Um tema ao qual pouco tenho retornado desde meu primeiro livro, A Imagem Estilhaçada (2020), é o tema da realidade enquanto algo externo à percepção humana.
Já falei em algumas cartas (como nesta) da minha profunda concordância com Ortega y Gasset sobre o fato da subjetividade, « la suposición de que lo más cercano a mí soy yo», ser uma espécie de doença mental. Repare que eu concordar com Ortega é algo raro. Dos espanhóis do século XX ele está longe de ser o melhor ou o mais importante. É até interessante que ele faça uma crítica assim frontal à subjetividade, já que o seu «vitalismo» é um reflexo duma atitude subjetivista que descamba no existencialismo mais despudorado.
A questão, porém, não é essa.
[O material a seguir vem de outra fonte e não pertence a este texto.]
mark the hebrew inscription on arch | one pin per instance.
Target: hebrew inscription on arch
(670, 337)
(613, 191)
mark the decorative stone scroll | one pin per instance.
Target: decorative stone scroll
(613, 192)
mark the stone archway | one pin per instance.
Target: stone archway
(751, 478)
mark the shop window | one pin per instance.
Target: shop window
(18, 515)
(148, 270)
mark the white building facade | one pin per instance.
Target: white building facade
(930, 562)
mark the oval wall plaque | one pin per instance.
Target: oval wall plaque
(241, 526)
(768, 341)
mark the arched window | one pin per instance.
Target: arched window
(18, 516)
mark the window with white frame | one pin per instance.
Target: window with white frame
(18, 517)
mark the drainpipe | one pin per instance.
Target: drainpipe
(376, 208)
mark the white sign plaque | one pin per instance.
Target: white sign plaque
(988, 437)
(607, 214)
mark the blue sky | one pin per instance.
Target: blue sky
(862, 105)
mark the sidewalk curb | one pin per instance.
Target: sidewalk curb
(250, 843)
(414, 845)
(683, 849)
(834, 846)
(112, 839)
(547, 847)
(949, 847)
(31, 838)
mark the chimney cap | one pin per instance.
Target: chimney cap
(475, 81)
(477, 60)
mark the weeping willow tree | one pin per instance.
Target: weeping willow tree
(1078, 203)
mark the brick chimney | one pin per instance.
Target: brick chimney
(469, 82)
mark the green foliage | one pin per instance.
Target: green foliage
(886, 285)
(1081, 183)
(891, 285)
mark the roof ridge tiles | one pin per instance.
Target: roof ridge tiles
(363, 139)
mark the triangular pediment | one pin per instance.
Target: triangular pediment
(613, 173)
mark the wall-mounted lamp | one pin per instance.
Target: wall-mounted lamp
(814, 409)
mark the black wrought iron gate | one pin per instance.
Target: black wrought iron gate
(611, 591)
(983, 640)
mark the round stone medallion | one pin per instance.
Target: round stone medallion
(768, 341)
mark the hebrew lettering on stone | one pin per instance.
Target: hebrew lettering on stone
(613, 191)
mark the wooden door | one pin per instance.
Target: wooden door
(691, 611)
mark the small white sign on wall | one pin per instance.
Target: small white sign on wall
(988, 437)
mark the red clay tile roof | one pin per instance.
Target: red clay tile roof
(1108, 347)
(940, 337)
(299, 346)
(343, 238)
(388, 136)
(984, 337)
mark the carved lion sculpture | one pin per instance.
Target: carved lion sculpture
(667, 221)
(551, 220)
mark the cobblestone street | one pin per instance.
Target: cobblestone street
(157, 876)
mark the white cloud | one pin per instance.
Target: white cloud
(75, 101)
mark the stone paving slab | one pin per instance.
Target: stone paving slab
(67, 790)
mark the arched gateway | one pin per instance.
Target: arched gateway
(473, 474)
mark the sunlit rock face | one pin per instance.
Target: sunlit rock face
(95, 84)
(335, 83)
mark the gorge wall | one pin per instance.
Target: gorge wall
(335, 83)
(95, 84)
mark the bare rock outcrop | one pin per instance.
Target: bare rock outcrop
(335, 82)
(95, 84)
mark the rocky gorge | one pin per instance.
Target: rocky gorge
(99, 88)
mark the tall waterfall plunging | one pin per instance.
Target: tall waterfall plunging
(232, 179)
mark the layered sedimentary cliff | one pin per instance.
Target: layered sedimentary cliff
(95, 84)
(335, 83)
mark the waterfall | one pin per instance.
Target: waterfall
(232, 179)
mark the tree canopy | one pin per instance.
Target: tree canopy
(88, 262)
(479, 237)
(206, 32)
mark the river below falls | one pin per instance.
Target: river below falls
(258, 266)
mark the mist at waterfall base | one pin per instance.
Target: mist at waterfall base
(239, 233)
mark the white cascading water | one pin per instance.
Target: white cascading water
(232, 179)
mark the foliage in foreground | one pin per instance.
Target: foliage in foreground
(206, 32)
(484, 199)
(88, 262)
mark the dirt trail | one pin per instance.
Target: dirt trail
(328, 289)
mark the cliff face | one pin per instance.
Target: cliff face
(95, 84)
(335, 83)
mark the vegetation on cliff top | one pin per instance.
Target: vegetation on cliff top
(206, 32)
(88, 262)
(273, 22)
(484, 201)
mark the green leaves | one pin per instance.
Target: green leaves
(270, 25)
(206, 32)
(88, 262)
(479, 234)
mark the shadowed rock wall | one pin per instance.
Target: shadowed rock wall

Isto é, não é de Ortega que quero falar. Quero falar desse destampar pós-medieval chamado «percepção» ou «autoconsciência», mãe e vetor da subjetividade.
Primeiro, é preciso dizer que a subjetividade não é algo propriamente natural ao ser humano. Uma vida tomada desde o ponto-de-vista individual de uma pessoa não é uma vida propriamente humana. A subjetividade, assim, é vista como algo quase animalesco. Dizer «Eu acho» é quase como admitir que se é um bicho. Os bichos acham que estão com fome, com frio, com sede; acham que precisam copular e atender às suas necessidades naturais ali e agora.